PCA with ChIP-seq data by using DeepTools

Hello,

Im using DeepTools in order to generate a PCA plot from ChIP-seq data; I have found that suggestion in a previous (7d ago) posted answer (DiffBind: Generating a PCA in Galaxy). I made the input files for the plotPCA (DeepTools) with the multiBigwigSummary tool (DeepTools). My question is: the very first option to the multiBigwigSummary tool is if ``Sample order matters: YES or NO``; what does this mean? When should I care when my samples should be in particular order or not? Im asking, because I ran the tool two times, once with samples in particular order, and once in samples without a particular order; the final result from the plotPCA was different. Hence, I would like to understand the very first option of the tool multiBigwigSummary Sample order matters: YES or NO.

Best wishes,

Manolis

Hi @Manolis1

Under that option on the form is a description of what it means.

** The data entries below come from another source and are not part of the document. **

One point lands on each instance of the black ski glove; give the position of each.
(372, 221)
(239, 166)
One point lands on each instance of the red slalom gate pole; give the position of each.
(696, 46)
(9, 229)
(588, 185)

By default, the order of samples given to the program is dependent on their order in your history. If the order of the samples is vital to you, select Yes below.

To translate that…

  1. If left at “no”, then the order of the input datasets in the history – the dataset number – is used to order the input files, in a smallest to largest order. This is somewhat arbitrary but may not matter for some uses.
  2. If set to “yes”, then the order that you choose the input files in the select list is used instead.

When used outside of Galaxy, that same ordering would be determined by which file name was typed in first on the command line.

For how the math works with this tool, it is probably best to consult the original tool documentation. My guess is that the first dataset is setting some kind of normalization or bandwidth range for the average scores and binning, but that is a pure guess (based on how other tools tend to work)!

Now, this could important for other reasons: rerunning the tool in an attempt to reproduce a prior result exactly is one example.

Overall, it probably doesn’t matter too much for the scientific interpretation of the results.